Establishing the depth and local extent of neoplasia is the major determinant of whether or not to perform ESD for superficial esophageal cancers, provided that the means and experience required to remove the lesion by ESD is present. Therefore, careful preprocedure assessment of any lesion considered for ESD is critical.

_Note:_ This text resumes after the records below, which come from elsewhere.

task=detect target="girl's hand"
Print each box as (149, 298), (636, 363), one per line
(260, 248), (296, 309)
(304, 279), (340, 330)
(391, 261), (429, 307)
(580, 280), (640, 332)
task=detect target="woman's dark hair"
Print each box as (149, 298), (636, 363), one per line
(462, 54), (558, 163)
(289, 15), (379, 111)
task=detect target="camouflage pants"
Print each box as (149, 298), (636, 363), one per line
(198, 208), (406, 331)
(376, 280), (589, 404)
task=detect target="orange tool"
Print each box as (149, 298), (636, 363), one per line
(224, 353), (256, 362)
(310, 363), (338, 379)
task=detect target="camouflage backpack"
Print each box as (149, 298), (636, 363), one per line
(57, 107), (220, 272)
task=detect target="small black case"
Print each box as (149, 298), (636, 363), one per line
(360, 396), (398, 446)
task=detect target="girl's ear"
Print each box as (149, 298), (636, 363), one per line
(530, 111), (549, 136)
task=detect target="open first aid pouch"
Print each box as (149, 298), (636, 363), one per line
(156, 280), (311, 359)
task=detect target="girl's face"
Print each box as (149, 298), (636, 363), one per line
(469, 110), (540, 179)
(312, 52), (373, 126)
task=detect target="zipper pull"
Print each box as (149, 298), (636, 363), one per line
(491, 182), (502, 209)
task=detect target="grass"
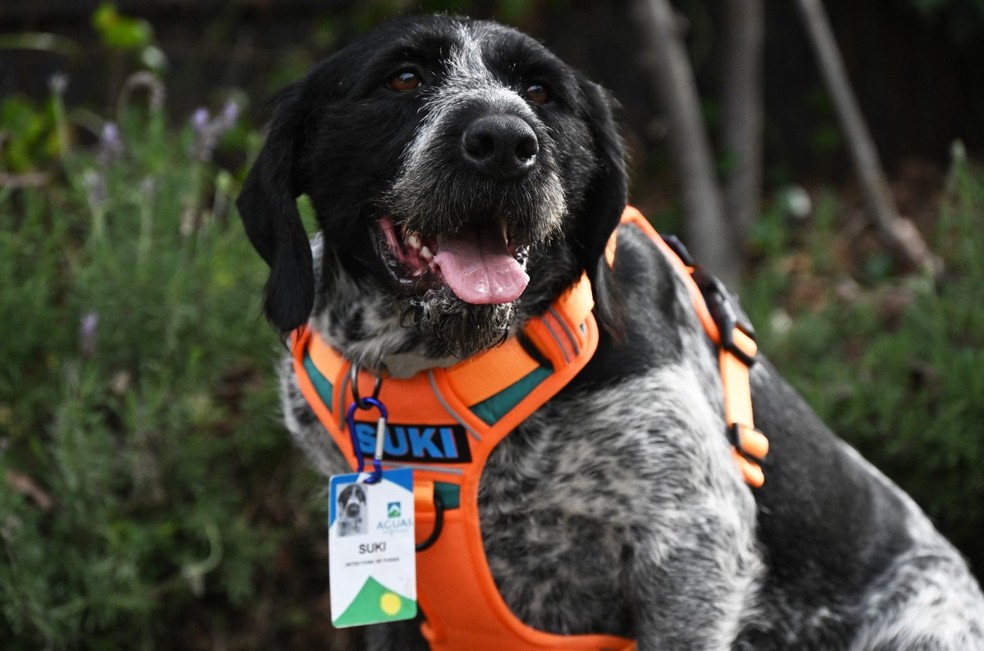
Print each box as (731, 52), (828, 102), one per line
(0, 84), (330, 649)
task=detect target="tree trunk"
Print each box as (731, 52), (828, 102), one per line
(632, 0), (740, 287)
(797, 0), (941, 274)
(721, 0), (765, 239)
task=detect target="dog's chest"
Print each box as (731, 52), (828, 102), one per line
(479, 371), (727, 636)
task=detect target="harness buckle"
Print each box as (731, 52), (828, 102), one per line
(681, 266), (758, 367)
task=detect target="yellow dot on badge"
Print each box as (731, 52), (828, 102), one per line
(379, 592), (403, 615)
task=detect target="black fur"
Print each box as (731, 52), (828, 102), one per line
(238, 12), (984, 649)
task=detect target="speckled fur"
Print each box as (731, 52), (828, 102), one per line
(240, 18), (984, 651)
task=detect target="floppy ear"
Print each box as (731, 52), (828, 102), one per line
(575, 81), (628, 335)
(236, 82), (314, 332)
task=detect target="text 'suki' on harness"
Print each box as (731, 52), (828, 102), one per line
(345, 364), (444, 552)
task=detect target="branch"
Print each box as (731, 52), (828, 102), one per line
(631, 0), (740, 287)
(721, 0), (765, 235)
(797, 0), (942, 275)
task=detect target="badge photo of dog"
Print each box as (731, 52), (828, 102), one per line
(238, 16), (984, 650)
(336, 484), (369, 538)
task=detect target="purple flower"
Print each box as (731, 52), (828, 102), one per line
(79, 312), (99, 358)
(98, 122), (123, 166)
(188, 100), (239, 163)
(191, 106), (209, 136)
(48, 72), (68, 96)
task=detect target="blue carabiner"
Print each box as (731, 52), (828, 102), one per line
(345, 398), (389, 484)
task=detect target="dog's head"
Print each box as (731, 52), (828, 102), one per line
(338, 484), (366, 520)
(238, 16), (626, 370)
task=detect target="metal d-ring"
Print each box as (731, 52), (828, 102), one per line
(415, 493), (444, 552)
(345, 398), (389, 484)
(349, 364), (383, 409)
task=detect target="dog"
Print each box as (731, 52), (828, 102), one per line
(238, 16), (984, 650)
(337, 484), (369, 537)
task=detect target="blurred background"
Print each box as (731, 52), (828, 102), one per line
(0, 0), (984, 649)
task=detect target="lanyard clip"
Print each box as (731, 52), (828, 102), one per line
(345, 366), (389, 484)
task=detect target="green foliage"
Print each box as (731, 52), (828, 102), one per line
(92, 2), (167, 72)
(0, 79), (320, 650)
(743, 157), (984, 576)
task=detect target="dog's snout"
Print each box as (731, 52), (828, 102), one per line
(461, 115), (540, 176)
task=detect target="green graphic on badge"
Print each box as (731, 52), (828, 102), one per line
(328, 469), (417, 628)
(332, 578), (417, 628)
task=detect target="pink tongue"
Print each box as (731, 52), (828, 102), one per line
(434, 228), (530, 305)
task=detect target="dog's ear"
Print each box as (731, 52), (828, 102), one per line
(236, 82), (314, 333)
(574, 81), (628, 335)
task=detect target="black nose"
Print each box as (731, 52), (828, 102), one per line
(461, 115), (540, 177)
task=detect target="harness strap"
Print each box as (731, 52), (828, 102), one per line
(620, 206), (769, 488)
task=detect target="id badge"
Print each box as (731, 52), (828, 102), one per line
(328, 468), (417, 628)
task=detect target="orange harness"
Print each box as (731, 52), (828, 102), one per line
(292, 208), (768, 651)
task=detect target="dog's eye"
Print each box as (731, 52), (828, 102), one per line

  • 1. Endoscopic visual assessment: High-definition white-light inspection and advanced endoscopic imaging are important for detection and assessment of prospective lesions prior
    to ESD. Advanced imaging techniques include dye-based chromoendoscopy, optical enhancement technologies (e.g., narrow-band imaging), and methods such as optical coherence tomography or confocal endomicroscopy. While review of these approaches is beyond the scope of this chapter, advanced endoscopists performing ESD should be well versed in use of dye-based and electronic chromoendoscopy. Use of endoscopes capable of optical zoom magnification can offer a diagnostic advantage, in particular when evaluating intrapapillary capillary loops (IPCLs) as a means of diagnosing and staging SCCs. Careful mucosal endoscopic examination of esophageal lesions is essential for delineation of margins, as well as identification of highly dysplastic or malignant foci, which must be removed.11 For squamous lesions, we found the topical application of a dilute 0.5% Lugol iodine solution (Safecor Health, Woburn, MA) to the esophageal mucosa prior to lesion marking very useful. This will delineate the extent of SCC, as dysplastic or malignant cells will not uptake the dilute iodine, whereas normal squamous cells will. Barrett esophagus can be surveyed after the application of acetic acid, which may facilitate the endoscopic diagnosis of high-grade intraepithelial neoplasia or cancer with a sensitivity of up to 96%.11

  • 2. Endoscopic ultrasound: EUS can be considered prior to esophageal ESD but is not mandatory. The ability of EUS to accurately discriminate endoscopic resectability (T1 vs T2) is imperfect, even when high-frequency EUS miniprobes are used. Up to 25% of lesions may be understaged by EUS, while up to 12% may be overstaged when compared to pathology.12 Despite tempered enthusiasm for EUS in T-staging, EUS using a dedicated radial or linear echoendoscope is valuable for nodal staging, and linear EUS and fine-needle aspiration should be performed if suspicious lymph nodes are identified.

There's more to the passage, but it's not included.